Vulnerability in EPiServer.Forms
CustomerContext.Current.CurrentContact.ContactCreditCards should return saved credit cards but it doesn't return any list or say length is always 0, even after saving one credit card entry through code.Also the Saved payment tab is not there in latest versions for Customer Contact, so is this functionality removed intentionally or in process?
To ReproduceRun this code and at first run there can be empty list of credit cards but after saving one it should show saved credit cards list.

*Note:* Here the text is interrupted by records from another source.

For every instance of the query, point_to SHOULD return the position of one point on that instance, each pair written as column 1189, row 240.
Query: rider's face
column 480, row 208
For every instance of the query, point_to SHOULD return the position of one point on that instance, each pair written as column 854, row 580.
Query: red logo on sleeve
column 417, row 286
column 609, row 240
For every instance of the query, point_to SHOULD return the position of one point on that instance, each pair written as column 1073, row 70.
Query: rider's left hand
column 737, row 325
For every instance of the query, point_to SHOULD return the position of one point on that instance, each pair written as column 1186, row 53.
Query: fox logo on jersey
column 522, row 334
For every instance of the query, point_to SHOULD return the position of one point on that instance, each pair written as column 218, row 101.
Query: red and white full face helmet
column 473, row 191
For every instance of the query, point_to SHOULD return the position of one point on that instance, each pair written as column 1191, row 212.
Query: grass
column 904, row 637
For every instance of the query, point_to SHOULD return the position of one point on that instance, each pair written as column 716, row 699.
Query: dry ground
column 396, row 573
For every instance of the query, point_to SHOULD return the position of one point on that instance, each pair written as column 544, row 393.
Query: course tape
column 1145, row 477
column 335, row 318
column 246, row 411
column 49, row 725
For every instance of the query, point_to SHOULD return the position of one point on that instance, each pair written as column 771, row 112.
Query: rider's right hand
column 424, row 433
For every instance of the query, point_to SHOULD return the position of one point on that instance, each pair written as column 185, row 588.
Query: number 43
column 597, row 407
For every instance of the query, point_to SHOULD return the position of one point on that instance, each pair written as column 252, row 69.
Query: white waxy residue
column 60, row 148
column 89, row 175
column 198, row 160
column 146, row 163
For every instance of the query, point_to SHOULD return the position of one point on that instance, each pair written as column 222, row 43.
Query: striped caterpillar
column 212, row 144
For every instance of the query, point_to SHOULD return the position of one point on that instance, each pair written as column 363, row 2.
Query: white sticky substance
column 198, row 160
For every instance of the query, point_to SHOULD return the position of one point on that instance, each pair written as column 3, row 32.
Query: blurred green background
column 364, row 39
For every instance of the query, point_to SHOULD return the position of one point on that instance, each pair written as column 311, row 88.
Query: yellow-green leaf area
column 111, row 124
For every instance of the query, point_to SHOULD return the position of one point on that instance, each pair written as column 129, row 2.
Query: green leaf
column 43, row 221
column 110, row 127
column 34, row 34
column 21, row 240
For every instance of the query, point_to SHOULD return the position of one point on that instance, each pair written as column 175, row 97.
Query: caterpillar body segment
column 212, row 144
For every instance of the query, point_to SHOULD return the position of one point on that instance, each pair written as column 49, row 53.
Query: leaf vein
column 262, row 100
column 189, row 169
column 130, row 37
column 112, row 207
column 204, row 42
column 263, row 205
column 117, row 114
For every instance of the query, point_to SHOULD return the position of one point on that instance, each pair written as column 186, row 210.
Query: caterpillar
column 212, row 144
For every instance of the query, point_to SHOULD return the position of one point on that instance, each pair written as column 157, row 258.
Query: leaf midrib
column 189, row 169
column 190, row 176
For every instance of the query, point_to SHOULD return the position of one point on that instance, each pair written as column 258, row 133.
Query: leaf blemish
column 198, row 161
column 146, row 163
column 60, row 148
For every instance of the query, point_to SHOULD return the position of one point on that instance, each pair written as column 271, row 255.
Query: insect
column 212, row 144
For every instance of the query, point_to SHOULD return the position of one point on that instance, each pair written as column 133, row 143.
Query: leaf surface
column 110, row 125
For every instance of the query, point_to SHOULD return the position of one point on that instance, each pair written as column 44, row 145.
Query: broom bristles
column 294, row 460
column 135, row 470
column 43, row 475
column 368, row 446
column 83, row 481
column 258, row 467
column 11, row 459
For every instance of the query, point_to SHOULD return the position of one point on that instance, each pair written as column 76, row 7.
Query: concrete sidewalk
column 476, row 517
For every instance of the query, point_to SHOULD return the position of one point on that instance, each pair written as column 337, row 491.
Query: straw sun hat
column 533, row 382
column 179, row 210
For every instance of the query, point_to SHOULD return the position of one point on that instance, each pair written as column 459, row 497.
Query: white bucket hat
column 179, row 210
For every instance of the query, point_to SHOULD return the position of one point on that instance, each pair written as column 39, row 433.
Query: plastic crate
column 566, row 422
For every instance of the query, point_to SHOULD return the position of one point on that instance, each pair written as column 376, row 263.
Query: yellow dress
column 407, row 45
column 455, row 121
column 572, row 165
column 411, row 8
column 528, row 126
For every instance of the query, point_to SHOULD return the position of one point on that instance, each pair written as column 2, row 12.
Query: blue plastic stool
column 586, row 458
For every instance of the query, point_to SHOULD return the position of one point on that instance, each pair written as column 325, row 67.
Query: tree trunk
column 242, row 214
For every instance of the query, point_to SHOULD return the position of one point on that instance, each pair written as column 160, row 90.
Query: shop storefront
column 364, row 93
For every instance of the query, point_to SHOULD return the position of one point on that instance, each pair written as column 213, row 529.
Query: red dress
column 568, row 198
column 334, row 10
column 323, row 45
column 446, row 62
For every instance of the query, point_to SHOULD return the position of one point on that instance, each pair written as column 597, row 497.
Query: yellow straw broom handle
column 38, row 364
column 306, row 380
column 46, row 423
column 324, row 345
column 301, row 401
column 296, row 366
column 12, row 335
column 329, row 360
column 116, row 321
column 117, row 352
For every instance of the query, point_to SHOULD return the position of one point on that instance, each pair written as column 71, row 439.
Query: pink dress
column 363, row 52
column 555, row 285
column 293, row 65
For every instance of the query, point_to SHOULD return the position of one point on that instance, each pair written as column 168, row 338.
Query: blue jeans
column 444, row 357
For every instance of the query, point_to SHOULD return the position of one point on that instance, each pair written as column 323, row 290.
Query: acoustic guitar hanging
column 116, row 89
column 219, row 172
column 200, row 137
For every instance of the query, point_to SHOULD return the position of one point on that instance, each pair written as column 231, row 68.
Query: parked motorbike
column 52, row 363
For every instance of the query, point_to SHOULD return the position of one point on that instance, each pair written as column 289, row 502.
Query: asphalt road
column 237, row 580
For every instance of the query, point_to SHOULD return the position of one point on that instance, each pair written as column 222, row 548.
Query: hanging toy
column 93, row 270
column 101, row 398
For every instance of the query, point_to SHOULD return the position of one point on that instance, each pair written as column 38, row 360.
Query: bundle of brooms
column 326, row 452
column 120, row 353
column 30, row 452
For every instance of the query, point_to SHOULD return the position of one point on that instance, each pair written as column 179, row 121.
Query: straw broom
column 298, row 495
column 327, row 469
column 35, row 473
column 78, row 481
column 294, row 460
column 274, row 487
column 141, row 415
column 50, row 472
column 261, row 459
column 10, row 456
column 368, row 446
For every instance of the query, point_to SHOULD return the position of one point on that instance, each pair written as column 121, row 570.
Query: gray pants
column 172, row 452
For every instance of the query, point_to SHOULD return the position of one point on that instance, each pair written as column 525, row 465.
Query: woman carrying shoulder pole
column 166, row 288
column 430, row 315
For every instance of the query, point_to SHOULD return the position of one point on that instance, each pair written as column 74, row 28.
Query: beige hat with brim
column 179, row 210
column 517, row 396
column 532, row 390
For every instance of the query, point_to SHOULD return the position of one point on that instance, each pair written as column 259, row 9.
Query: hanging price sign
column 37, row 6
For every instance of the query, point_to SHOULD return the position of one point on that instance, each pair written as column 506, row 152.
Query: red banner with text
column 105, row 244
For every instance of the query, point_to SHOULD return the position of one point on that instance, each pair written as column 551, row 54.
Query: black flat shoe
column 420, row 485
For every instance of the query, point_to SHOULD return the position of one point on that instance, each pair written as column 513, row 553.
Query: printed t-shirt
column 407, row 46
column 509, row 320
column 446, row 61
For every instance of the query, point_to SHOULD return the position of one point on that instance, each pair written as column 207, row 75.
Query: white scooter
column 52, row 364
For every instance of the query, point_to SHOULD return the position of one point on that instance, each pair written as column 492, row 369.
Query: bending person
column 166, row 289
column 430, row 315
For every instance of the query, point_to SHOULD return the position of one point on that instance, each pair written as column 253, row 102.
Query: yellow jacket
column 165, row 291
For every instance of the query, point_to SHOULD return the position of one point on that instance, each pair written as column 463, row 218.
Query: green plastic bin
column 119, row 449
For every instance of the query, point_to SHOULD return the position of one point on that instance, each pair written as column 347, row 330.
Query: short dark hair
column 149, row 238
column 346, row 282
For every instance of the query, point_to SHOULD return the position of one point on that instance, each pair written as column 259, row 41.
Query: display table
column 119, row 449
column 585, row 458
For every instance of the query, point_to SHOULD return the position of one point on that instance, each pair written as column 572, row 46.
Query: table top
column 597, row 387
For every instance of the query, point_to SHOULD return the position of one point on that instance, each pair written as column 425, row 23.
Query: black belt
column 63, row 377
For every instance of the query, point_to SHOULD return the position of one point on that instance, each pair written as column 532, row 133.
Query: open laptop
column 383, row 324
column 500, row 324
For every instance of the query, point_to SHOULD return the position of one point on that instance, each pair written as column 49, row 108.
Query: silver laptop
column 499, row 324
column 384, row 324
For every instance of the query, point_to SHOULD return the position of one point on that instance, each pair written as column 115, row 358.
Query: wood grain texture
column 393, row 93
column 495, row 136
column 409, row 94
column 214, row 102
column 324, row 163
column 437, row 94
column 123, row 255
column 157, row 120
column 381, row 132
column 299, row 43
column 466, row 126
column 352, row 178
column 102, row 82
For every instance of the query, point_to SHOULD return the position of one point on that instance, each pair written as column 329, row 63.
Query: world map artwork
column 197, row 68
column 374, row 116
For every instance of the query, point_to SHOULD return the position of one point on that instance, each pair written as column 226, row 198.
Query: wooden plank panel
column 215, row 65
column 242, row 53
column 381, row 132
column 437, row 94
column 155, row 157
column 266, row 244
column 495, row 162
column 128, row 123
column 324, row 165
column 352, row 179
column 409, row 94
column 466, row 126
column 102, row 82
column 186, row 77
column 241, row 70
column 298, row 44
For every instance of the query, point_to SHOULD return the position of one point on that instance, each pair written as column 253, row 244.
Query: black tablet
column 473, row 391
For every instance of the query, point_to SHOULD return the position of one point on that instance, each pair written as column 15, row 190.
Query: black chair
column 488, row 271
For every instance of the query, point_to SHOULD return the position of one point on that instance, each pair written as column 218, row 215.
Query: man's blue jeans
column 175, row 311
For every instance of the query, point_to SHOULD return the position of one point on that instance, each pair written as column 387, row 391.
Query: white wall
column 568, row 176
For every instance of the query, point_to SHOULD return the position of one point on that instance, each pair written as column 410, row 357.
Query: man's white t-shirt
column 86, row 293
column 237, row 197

var epiServerContext = CustomerContext.Current.CurrentContact;
var epiServerCreditCards1 = CustomerContext.Current?.GetContactCreditCards(epiServerContext);
var epiServerCreditCards2 = epiServerContext?.ContactCreditCards;
var creditCard = new CreditCard
LastFourDigits = Convert.ToString("1111"),
ExpirationMonth = Convert.ToInt32(12),
ExpirationYear = Convert.ToInt32(2023),
CardType = 1,
Checking the foundation code that credit card creation is different that what you've got, instead it's
var creditCard = Mediachase.Commerce.Customers.CreditCard.CreateInstance();
creditCard.ContactId = PrimaryKeyId.Parse(_customerService.GetCurrentContactViewModel().ContactId.ToString());
Can you try this and see if you still get the issue as foundation is using GetContactCreditCards(currentContact) as you are
Apologies Scott, I don't mean to hijack your response. Just going to add my 2 cents.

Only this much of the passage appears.